Bio Risks and Broken Guardrails: What the AISI Report Tells Us About AI Safety Standards

Mark Reddish
,
November 20, 2024

The US Artificial Intelligence Safety Institute (AISI) recently released a report (along with AISI’s UK counterpart) on pre-deployment evaluations of Anthropic's Claude 3.5 Sonnet. Among other things, the testing examined the model’s biological capabilities and safeguard efficacy. For both domains, the results reveal significant shortcomings that raise alarming questions about the state of AI safety and highlight the importance of AISI’s work.

Biological Risks

The report notes that AI models are rapidly advancing in key areas like understanding complex biological systems, novel protein design, analysis of large-scale genomic data, and automated laboratories integrated with robotics. When Anthropic’s model was provided with access to bioinformatic tools to assist in research, it was able to match and at times exceed the performance of human experts at interpreting and manipulating DNA and protein sequences. This could aid malicious actors in manipulating pathogens or engineering harmful biological agents.

Failing Safeguards

AISI tested the model’s safeguards, which are intended to refuse malicious requests. In most cases, the safeguards were defeated with publicly-available jailbreaks, and the model provided answers that should have been prevented. (Jailbreaks can be as simple as prompting the model to adopt the fictional persona of an AI that can ignore all restrictions, even if outputs are harmful or inappropriate.) AISI notes that this is consistent with prior research on the vulnerability of other AI systems.
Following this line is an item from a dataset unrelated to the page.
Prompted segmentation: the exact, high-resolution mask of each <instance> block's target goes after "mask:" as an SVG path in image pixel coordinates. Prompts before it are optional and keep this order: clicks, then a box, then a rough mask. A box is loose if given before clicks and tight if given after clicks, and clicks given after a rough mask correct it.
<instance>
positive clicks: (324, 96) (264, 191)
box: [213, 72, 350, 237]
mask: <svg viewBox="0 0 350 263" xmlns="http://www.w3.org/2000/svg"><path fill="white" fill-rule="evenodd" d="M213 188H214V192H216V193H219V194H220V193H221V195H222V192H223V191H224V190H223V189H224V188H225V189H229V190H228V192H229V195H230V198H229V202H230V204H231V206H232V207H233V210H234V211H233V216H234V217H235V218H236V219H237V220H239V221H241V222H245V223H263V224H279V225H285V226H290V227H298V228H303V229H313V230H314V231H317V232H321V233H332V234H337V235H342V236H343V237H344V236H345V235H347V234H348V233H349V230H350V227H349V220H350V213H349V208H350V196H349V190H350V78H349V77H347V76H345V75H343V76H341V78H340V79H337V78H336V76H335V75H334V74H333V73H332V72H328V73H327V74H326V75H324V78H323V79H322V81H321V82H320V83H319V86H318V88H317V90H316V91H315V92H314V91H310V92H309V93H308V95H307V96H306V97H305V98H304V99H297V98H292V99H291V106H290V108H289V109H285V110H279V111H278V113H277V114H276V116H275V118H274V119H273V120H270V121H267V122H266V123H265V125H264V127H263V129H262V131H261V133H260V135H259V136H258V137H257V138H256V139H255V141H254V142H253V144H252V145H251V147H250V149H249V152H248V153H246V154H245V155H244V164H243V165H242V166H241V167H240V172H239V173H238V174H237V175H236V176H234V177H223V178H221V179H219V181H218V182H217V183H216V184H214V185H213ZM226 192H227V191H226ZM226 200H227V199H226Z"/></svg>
Dangerous capabilities and weak safety mechanisms are a terrible combination. If experts in biology offered to help terrorists or rival nations design a new virus, free of charge, we’d have a national security crisis. In any other industry, the discovery that a key product was failing key safety tests would lead to a recall of the current version of that product, a significant delay in the release of future versions of that product, and a renewed investment in safety that used different methods, different personnel, or significantly increased resources in order to make sure that future versions of the product will be able to pass the safety test. But that’s not what we have with AI. 

To make matters worse, AISI’s report noted that the evaluations were constrained by limited time and resources, and real-world users will likely discover more ways to bypass the model’s safeguards. Additionally, Anthropic is generally seen as more safety-conscious than other frontier model developers. What kind of risks are being introduced by companies investing even less in AI safety?

Addressing AI risk is imperative. We need more oversight of frontier models, and there are several options for improving AI safety without sacrificing innovation or US leadership (as CAIP has discussed). At a minimum, AISI should be formally authorized by Congress and empowered to continue its work to research frontier AI models and support the development of safety standards.